Using education as a ladder of escape from fundamentalism, I was the first in my sprawling family ever to attend college, majoring in English and history at Malone University in Canton, Ohio. I clinched my escape from home by winning a Rotary Ambassadorial Scholarship to study in London. By the end of that year, the Berlin Wall had fallen — and I had abandoned the conservative Mennonite world, alienating my community but gaining my B.A. and my hard-won freedom. My memoir pieces in HuffPost focus on these formative years.
After leaving, I studied at Oxford University while working on my M.A. in English from Middlebury College. In 2021, I returned to school to earn my Leadership Endorsement at Longwood University.
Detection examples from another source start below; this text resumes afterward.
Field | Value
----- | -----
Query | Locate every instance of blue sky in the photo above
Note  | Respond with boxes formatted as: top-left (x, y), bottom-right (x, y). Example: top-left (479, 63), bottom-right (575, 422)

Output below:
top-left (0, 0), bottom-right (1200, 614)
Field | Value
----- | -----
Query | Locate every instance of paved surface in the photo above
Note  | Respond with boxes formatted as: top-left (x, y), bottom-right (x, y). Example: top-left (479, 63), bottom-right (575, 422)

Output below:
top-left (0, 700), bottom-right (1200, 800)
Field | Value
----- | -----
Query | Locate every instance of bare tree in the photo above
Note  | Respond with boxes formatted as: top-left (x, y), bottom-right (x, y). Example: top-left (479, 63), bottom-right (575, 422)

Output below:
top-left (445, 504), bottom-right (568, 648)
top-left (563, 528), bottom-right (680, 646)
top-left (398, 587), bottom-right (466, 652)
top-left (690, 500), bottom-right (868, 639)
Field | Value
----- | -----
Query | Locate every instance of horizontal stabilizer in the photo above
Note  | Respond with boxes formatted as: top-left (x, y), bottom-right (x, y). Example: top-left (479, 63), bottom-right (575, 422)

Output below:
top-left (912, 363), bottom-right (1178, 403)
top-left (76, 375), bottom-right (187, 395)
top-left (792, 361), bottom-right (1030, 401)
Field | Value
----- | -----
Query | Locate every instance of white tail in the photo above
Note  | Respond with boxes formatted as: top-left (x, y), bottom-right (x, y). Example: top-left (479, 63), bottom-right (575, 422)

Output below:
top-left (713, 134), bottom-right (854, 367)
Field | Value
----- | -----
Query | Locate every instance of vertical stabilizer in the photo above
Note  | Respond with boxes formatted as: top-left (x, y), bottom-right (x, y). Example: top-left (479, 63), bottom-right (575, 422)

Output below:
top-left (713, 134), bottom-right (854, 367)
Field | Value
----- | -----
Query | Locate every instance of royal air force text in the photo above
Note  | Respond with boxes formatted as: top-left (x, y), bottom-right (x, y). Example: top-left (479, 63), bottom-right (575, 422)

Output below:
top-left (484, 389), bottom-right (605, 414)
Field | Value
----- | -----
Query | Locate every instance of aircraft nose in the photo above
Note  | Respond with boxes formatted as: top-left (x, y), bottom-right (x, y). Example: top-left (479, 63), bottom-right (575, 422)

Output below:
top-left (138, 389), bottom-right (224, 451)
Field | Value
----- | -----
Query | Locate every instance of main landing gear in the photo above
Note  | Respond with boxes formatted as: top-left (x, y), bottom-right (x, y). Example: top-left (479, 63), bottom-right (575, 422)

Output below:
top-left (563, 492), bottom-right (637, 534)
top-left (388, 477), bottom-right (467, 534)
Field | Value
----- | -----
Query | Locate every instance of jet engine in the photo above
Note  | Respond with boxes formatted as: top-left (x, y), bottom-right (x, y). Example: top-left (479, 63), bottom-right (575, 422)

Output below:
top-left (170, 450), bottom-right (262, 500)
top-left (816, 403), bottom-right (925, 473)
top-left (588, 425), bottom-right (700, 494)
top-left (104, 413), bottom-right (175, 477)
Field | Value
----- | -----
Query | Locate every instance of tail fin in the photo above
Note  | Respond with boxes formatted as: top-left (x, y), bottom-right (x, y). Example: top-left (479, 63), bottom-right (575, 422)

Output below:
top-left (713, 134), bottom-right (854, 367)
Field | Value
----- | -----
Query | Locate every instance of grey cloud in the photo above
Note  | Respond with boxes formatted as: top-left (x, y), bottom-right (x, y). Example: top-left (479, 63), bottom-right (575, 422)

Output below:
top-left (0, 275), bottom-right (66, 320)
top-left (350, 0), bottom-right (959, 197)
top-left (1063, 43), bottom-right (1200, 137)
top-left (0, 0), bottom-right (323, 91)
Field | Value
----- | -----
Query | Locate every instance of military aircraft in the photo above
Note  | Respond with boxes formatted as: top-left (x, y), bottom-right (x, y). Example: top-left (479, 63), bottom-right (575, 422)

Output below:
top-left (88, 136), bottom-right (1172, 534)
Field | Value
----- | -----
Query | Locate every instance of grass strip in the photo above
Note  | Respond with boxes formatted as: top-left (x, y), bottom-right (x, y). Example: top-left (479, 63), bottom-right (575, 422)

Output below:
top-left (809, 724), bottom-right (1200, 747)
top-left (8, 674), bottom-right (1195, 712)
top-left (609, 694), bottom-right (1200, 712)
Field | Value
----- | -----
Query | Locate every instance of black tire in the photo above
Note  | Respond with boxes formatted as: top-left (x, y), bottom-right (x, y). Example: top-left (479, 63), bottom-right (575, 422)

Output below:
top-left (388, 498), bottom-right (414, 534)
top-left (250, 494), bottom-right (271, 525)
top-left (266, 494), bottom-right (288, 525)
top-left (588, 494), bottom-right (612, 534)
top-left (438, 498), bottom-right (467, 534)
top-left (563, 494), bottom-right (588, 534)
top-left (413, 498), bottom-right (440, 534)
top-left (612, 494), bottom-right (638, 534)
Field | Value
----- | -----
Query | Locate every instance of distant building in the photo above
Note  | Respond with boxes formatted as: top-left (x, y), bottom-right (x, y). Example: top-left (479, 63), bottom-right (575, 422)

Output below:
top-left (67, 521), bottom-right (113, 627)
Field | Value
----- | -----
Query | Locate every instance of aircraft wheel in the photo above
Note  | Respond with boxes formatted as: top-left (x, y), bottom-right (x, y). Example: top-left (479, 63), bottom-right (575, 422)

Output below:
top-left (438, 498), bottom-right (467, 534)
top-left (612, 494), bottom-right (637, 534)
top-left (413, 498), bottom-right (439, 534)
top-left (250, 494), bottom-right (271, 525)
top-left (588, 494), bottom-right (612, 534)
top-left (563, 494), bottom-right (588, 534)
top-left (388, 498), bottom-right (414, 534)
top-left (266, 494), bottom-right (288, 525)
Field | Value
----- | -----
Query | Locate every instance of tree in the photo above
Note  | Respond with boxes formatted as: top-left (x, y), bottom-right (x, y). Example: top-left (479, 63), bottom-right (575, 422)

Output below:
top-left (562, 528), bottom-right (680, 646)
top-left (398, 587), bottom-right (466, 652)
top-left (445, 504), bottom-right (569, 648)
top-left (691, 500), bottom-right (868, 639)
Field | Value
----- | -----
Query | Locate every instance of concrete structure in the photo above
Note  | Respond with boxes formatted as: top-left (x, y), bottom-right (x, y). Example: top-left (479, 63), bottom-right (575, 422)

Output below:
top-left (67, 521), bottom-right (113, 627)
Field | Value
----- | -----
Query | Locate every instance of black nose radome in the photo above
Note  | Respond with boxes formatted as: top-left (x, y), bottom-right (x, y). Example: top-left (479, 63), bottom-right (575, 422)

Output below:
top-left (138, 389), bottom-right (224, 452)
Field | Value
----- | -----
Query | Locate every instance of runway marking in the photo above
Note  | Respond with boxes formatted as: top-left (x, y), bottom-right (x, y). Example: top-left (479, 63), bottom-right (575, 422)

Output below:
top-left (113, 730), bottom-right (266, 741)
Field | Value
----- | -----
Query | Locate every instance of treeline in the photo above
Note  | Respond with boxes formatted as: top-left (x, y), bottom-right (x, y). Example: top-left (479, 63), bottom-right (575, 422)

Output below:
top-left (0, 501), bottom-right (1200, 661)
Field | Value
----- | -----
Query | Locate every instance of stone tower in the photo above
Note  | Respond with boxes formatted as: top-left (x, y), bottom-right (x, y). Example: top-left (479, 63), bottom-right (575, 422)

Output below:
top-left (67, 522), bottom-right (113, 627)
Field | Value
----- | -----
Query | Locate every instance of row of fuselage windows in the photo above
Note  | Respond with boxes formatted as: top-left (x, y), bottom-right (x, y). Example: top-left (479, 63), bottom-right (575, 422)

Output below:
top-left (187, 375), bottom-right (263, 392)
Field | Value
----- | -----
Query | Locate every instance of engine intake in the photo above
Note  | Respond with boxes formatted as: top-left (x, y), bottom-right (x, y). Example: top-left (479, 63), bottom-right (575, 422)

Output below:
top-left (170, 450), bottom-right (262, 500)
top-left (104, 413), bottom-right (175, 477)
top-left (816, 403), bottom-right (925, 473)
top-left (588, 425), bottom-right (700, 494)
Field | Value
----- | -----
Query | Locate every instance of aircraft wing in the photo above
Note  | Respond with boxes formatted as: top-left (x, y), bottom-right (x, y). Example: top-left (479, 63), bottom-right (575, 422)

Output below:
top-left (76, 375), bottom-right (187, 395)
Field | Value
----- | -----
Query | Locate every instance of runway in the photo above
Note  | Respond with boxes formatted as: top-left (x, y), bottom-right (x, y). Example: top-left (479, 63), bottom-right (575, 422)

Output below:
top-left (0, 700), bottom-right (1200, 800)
I have applied those skills by partnering with my wife Laura Navarre — an Amazon bestselling paranormal romance author — as the CEO of Ascendant Press, our boutique independent publishing firm.
I have taught high school and middle school in Ohio, California, and Washington State. I am now advising the yearbook and teaching first-generation college students at Justice High School and Northern Virginia Community College.
Recent awards include being honored as Teacher of the Month at Justice High School, and being awarded Special Recognition Adviser by Columbia Scholastic Press Association in 2021. My lit mag, newspaper, and yearbook staffs from North Canton, Vashon Island, Stafford and Justice have earned top rankings, and my yearbook staffs have snared two Pacemaker nominations from the National Scholastic Press Association. I earned an All American award as editor-in-chief of my college newspaper.
My wife Laura and currently live with Puddin’ and Lannister, our two Siberian Neva Masquerade cats, in Alexandria, Virginia.